I’ve picked out some which provide some insight into innovation. Taleb suggests that aphorisms are devalued when explained, which is probably true, so I won’t expand on them. One of his main themes is that when faced with systems which can neither be understood nor predicted, people will try to frame the situation in a way that provides the illusion of certainty, and that this leads to major problems. Obviously an important point for those who court uncertainty by pursuing innovation.
Here we go:
The test of originality for an idea is not the absence of one single predecessor but the presence of multiple but incompatible ones.
Technology is at its best when it is invisible.
We are better at (involuntarily) doing out of the box than (voluntarily) thinking out of the box.
For the robust, an error is information; for the fragile, an error is an error.
Knowledge is subtractive not additive – what we subtract (reduction by what does not work, what not to do), not what we add (what to do).
They think that intelligence is about noticing things that are relevant (detecting patterns); in a complex world, intelligence consists in ignoring things that are irrelevant (avoiding false patterns).
The ancients knew very well that the only way to understand events was to cause them.
It’s a challenging book, and it’s worth a read.
I find all of Taleb’s books challenging in different ways. Business is sorely in need of new systems of thinking — this is how we think about what we do — to cause their trade.

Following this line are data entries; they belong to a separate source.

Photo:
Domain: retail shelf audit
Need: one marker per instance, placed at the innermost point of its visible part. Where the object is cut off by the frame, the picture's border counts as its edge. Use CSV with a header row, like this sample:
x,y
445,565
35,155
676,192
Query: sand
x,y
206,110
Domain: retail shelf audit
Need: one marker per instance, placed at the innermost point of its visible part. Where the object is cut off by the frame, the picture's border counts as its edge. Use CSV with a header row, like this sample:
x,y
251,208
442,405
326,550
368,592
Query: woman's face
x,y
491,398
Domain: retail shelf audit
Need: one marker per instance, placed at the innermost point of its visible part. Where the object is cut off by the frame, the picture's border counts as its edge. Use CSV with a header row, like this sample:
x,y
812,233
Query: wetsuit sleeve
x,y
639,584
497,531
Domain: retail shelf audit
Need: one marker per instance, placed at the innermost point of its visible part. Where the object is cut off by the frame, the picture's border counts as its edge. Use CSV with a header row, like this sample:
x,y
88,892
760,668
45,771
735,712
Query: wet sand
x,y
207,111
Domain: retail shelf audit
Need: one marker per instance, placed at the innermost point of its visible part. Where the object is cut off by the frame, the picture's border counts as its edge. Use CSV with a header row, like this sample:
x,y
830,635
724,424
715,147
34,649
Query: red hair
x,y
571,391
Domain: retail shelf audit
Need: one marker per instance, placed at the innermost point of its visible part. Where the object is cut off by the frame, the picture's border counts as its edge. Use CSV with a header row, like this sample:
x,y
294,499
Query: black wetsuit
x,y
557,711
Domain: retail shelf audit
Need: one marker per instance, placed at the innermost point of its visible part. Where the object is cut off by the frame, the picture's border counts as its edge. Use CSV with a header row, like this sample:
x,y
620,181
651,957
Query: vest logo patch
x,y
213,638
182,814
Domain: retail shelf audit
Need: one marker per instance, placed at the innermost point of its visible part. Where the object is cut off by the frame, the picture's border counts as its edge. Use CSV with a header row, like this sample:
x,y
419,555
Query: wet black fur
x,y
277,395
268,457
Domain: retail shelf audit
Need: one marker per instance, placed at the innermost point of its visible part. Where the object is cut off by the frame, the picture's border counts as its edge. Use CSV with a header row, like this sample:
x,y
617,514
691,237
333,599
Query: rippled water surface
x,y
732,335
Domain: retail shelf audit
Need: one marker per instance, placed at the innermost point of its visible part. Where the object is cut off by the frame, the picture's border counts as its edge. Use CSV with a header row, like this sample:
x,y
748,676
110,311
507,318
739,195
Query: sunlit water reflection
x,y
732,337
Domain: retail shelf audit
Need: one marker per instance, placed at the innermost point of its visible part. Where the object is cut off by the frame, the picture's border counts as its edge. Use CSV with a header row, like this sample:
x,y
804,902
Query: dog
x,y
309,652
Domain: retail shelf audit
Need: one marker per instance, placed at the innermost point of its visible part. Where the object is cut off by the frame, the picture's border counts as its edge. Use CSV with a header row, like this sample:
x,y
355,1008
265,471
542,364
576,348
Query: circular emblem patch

Thanks for the comment Valeria. I fully agree with you with regard to the need for new systems of thinking. Taleb always pushes me, even if I don’t agree with everything he says. Or, maybe, especially when I don’t.
I think I suddenly have a few more books to read. Thanks for letting us know about this guy Tim.
He’s definitely worth reading Mathieu – my personal favourite of his is Fooled By Randomness. I think it is the cleanest description of his main points.
Agree that each of those aphorisms triggers a deeper thought, regardless of the fact whether you agree or not. Thanks for sharing this Tim. His books are in my reading list now.
Thanks for the comment Hemant. His books are definitely worth reading. And I agree with you about the value of the aphorisms regardless of agreement – they definitely spur thought.